La persona deceduta era stata ascoltata in qualità di testimone dalla Procura di Teramo proprio nell'ambito dell'inchiesta relativa al citato pestaggio avvenuto all'interno del carcere abruzzese; episodio per il quale il Capo del Dipartimento dell'Amministrazione Penitenziaria aveva disposto la sospensione del Comandante del Reparto; secondo quanto si è appreso fino a questo momento, il giovane straniero dopo aver accusato forti dolori addominali è stato trattenuto in osservazione nel reparto infermeria del carcere; dopodiché il suo stato di salute si sarebbe aggravato divenendo necessario il suo trasporto al vicino ospedale dove però è morto; secondo i medici del nosocomio teramano la morte sarebbe stata provocata da cause naturali, ma sulla vicenda la Procura di Teramo ha aperto un fascicolo disponendo l'autopsia; il carcere di Castrogno è sempre più sovraffollato, mancano gli agenti e servizi sociali adeguati, i detenuti non hanno spazi, né per "l'aria" né per fare attività fisica o socializzare; a prescindere da quelli che saranno gli esiti dell'inchiesta sulla morte del detenuto nigeriano, lo Stato ha il dovere istituzionale, politico e morale di non lasciare nulla di intentato per garantire ai detenuti condizioni di vita conformi al dettato costituzionale nonché per salvare anche una sola vita umana anche di chi, per i propri errori, ha perso la libertà -: se non intenda avviare una indagine amministrativa interna al fine di accertare quali siano le effettive cause della morte del detenuto nigeriano e se, in ordine alle stesse, non siano ravvisabili profili di responsabilità disciplinare da parte del personale penitenziario; se non ritenga, assumendo senza ulteriori indugi le iniziative sollecitate fino ad oggi inutilmente con l'interrogazione del 9 novembre 2009 n. 4-04862, di intervenire concretamente perché nel carcere teramano il livello e la qualità della detenzione siano quelli degni di uno Stato civile e democratico.

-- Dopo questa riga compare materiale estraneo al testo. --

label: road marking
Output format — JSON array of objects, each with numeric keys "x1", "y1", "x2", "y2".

Manconi: ennesimo caso di abbandono terapeutico


Il detenuto Uzoma Emeka, considerato uno dei testimoni del pestaggio avvenuto nel carcere di Teramo, e morto in ospedale in circostanze ancora da chiarire, sarebbe morto a causa di un tumore al cervello. È quanto comunica A Buon diritto, riferendo le informazioni pervenute alla stessa associazione. "Se questa diagnosi venisse avvalorata dall'autopsia prevista per le prossime ore - dice il presidente Luigi Manconi - si avrebbe la conferma del grave stato di abbandono terapeutico nel quale versava Uzoma e nel quale versa l'intero sistema penitenziario italiano".

Infatti, 48 ore prima del malore che ha portato Uzoma Emeka - dopo oltre 5 ore di attesa in carcere - al ricovero in ospedale, il detenuto già si era sentito molto male. "Dunque - spiega Manconi - i segnali di una condizione particolarmente compromessa in un soggetto tossicodipendente e depresso erano già tutti riconoscibili. Ma il carcere di Teramo è, sotto tutti i profili, un autentico disastro. Mi auguro - conclude - che il ministro della Giustizia, Angelino Alfano, che da settimane non risponde alle interrogazioni del deputato Rita Bernardini su quell'istituto penitenziario, trovi finalmente il tempo per fornire qualche spiegazione".

"Autolesionismo, abusi, morti improvvise, overdose presentate come suicidi, suicidi presentati come overdose, mancato aiuto, assistenza negata, "è un vero e proprio regime di omissione di soccorso - dice Manconi - quello che governa il sistema penitenziario italiano. Sullo sfondo di questo tragico avvenimento, l'ultimo di una lunga teoria di morti o inspiegate o sospette, c'è la vicenda del "negro ha visto tutto", del massacro involontariamente confessato, dei testimoni che esitano a parlare. Forse non ci sono misteri nel carcere di Teramo, ma certamente c'è un bubbone che va eliminato".